As noted, it started out very small and has grown and continues to. Originally from Brandon Manitoba, Gehrling began in business as a service truck operator, on the road repairing heavy equipment. He and his wife Barbara moved first to Saskatchewan as he plied that trade and then in ’82 to Slave Lake. His first job here was as a mechanic for Gilliat Motors. When it went out of business he opened his first truck repair shop.

“It had no heat and three lightbulbs,” he says. “We heated with firewood. We had an eight by 10 parts trailer in the yard.”

It was small stuff, but companies such as Carwald, Seguins, Lindsay, Marcel’s and Slave Lake Specialties had lots of work for him, and it grew.

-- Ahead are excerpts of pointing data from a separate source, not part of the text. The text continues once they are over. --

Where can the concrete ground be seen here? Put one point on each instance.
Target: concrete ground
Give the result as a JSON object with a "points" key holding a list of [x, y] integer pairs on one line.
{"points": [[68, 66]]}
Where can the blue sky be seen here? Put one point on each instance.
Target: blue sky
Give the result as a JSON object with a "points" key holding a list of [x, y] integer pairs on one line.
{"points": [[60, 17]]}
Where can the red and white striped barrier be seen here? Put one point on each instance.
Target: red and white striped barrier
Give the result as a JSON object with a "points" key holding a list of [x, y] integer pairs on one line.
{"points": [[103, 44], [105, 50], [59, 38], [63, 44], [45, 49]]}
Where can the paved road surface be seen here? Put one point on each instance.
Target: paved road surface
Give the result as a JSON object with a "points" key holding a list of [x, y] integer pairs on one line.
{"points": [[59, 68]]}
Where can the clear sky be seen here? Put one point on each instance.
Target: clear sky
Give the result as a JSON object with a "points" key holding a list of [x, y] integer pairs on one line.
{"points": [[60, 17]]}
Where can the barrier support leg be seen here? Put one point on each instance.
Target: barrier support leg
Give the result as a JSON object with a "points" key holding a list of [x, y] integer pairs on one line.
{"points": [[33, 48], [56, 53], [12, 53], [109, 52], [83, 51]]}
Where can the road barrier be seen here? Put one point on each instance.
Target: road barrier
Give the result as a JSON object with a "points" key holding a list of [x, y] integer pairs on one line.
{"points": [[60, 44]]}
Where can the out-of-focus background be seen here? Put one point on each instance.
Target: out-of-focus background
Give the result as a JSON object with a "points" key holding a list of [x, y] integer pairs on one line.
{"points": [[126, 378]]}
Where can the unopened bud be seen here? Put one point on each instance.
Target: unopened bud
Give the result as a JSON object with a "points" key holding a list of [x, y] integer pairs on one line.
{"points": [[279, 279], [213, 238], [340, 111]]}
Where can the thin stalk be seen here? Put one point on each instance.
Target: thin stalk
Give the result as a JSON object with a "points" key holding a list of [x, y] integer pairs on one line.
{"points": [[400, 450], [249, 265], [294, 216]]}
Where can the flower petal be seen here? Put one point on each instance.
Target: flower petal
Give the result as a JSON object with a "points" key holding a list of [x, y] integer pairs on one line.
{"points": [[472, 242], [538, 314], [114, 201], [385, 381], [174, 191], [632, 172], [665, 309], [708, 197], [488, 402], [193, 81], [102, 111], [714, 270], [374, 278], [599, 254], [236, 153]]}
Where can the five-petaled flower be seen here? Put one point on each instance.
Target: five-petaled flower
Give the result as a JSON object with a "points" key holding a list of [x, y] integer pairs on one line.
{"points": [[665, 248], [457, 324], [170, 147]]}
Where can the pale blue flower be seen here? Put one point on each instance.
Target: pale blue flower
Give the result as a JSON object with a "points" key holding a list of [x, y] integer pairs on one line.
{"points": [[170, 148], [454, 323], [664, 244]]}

After a couple of years he was able to rent a bigger and better shop from Daryl Schueller, more or less where the current operation is. Since then it’s been a matter of constant diversification and gradual expansion.

One recent example of being in the right place at the right time with the right expertise is what HER was able to do for Valard, the company putting in a big powerline near Slave Lake.

“We provided them with parts, service, welding and machining, 24/7,” Gehrling says, adding Valard is “an exceptional company to work for.”

Heavy Equipment Repair itself is a pretty good outfit to work for. Gehrling says people tend to come looking for work these days, rather than him having to scour the country for qualified people. The status of the company in the community was recognized in the Chamber awards on March 9. HER won the Industrial Business of the Year award. It was cited for its knowledgeable and extremely helpful staff. In the words of one of the nominators, “I’ve always been impressed with their selection of parts and the willingness to help. Whatever they are doing for employee training and development, keep it up.”

Whatever it is – it seems to be working.

Gehrling again praises his people.

“They’re willing to change and grow,” he says. “We’ve got a good mix of young and older staff, and a strong management team. They’re very good people.”

Herb Gehrling, with his Chamber of Commerce business award.
Owner Herb Gehrling in one of his busy machine shops. Contracts with oilsands companies (and many others) keep things humming.